Outcome 2: Student perspective on doing intercalated degrees ((Kirkpatrick Reaction Criteria)
Five of the included 26 papers discussed the student perspective on doing intercalated degrees. The top two motivations for planning to doing intercalated degrees in Agha et al’s study of 358 second year medical students in London were career prospects and ‘a chance to gain publication’(40). Park et al found in their study in New Zealand of graduates who had completed an intercalated BSc from 1972-2005, that an interest in a career in research and academic medicine was the most commonly cited reason for undertaking an intercalated degree (41). Stubbs et al in their two centre cross sectional study in Bristol and Sheffield Medical Schools found that the participating students clearly valued the intercalated degrees and felt they gained a substantial advantage over their peers as well as skills helpful for their future careers (42).
Negative student perspectives on intercalated degrees included Agha et al’s findings that those who didn’t opt to intercalate cited financial (72%) and time costs (44%) and lack of interest in doing research (48%) as the main reasons given (40). Nicholson et al reported in their study in Aberdeen that the most common reason students opted not to intercalate was because they did not want to have another year of study (69.6%) or incur more debt (51.9%)(43).

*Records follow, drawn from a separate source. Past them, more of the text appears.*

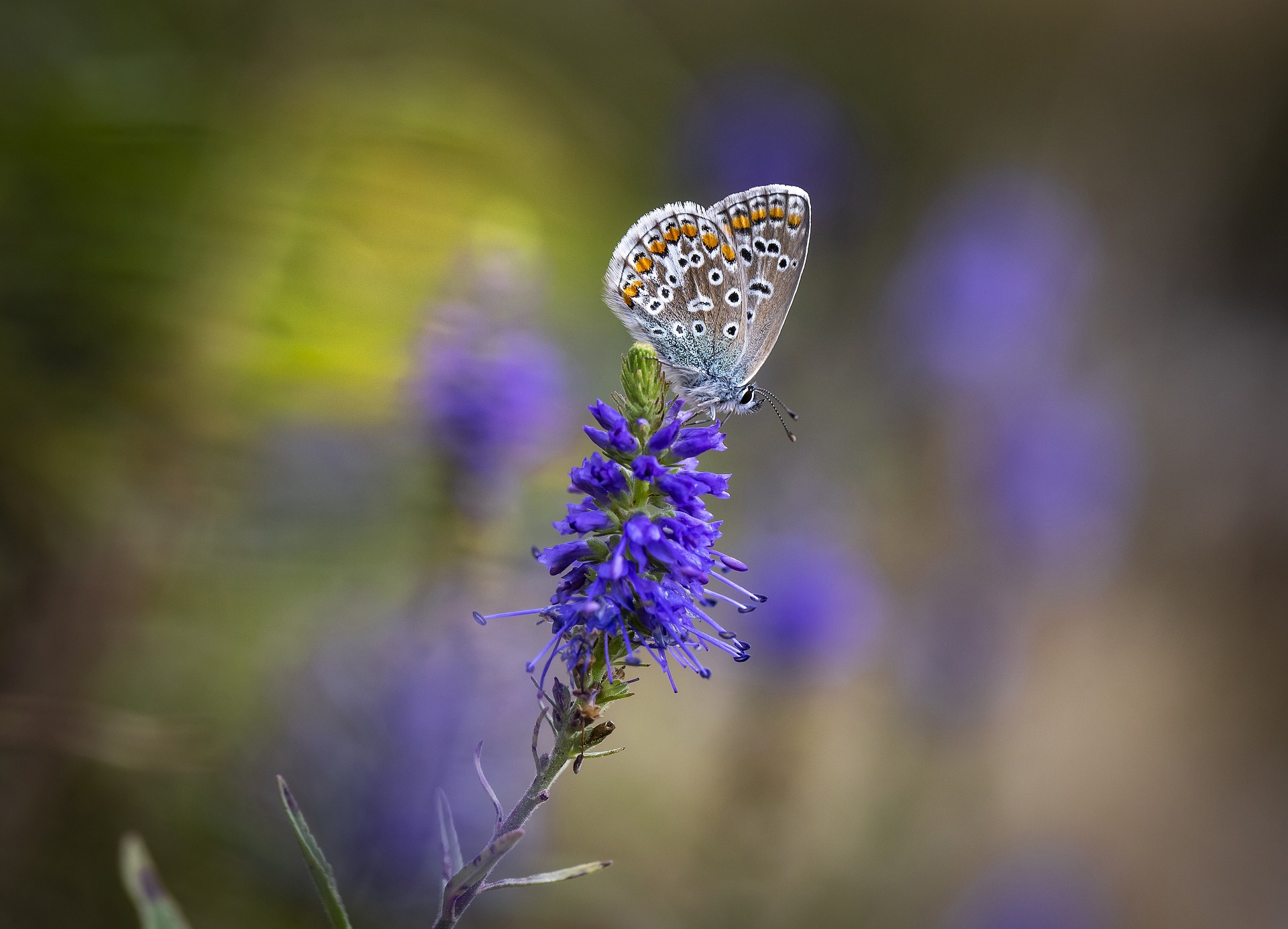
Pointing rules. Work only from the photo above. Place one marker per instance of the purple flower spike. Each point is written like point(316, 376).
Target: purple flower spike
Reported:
point(599, 478)
point(617, 439)
point(635, 583)
point(559, 557)
point(582, 518)
point(645, 468)
point(693, 442)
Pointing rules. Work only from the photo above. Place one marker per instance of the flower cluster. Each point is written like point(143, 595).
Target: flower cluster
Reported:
point(635, 579)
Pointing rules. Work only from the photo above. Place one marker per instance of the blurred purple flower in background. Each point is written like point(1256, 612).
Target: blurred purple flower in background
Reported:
point(378, 723)
point(803, 137)
point(826, 610)
point(1059, 480)
point(991, 293)
point(490, 388)
point(1037, 891)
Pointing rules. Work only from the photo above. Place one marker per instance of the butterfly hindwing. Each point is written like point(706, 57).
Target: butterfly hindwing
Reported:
point(771, 233)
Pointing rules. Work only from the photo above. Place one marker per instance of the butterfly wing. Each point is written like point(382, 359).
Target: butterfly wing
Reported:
point(769, 231)
point(669, 277)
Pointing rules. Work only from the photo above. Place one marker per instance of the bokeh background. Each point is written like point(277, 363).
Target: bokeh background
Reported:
point(299, 311)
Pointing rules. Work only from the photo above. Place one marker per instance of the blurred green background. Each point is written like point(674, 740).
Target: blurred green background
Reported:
point(1022, 667)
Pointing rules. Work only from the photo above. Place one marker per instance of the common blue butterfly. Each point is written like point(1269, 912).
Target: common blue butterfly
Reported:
point(710, 288)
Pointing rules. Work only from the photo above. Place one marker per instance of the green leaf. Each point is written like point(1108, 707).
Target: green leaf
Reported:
point(322, 875)
point(550, 877)
point(158, 910)
point(452, 861)
point(476, 870)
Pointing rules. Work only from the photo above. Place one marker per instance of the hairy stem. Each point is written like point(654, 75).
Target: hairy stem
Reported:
point(566, 748)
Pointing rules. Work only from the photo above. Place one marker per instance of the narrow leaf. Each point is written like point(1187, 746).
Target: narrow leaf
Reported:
point(158, 910)
point(476, 870)
point(452, 861)
point(606, 754)
point(322, 875)
point(550, 877)
point(496, 802)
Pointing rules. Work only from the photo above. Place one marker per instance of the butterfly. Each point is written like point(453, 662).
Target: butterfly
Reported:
point(710, 288)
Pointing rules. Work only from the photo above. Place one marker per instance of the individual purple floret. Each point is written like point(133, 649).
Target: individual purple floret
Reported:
point(637, 580)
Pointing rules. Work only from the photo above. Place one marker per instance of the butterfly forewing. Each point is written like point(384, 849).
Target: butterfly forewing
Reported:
point(710, 288)
point(771, 231)
point(669, 276)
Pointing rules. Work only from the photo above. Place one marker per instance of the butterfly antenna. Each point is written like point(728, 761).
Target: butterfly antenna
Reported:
point(774, 407)
point(786, 408)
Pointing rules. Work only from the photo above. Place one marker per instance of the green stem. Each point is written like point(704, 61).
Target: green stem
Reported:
point(539, 791)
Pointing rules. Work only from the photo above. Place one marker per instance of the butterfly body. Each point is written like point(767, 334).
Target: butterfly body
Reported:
point(710, 288)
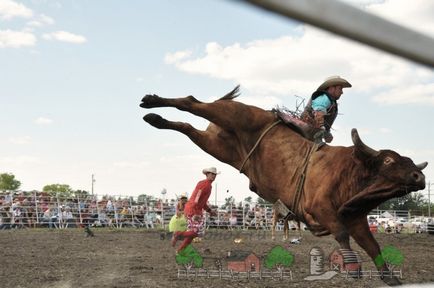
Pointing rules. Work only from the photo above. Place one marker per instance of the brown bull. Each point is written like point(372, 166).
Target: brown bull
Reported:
point(342, 184)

80% of respondents in the Park et al New Zealand study encountered some problems during the intercalated year, with the most common reported being loss of contact with friends in the medical course (41). There was a small number involved in this study (30 / 50 responded)
Theme: More ‘novel’ intercalated degrees than traditional intercalated BSc
An intercalated BSc (44, 45) and Masters (46) in primary care were discussed. Jones et al felt that intercalated degrees could be aimed at a broader group of students than those wanting teaching hospital consultant posts or laboratory based science careers. Elwood et al discussed the community health option of a mandatory BSc in Nottingham as an alternative to the more traditional BSc (47). Muir et al described a medical education intercalated BMSc in Dundee in which students enhanced their learning through collaboration and opportunities gaining a better appreciation of the roles and responsibilities of staff roles and academic clinicians (48). Pearson et al described an intercalated BSc which involved students doing field research in foreign, lower income countries (49). Stellman et al discussed a one-year Masters of Public Health that students took between their third and fourth years in New York (50). Menger et al discussed an intercalated MB / PhD programme in Germany in which students perform a PhD thesis on a surgery-related research topic in their 6th year as a culmination of a research program from the third year (51). The aim of this programme is to increase the number of surgeon scientists.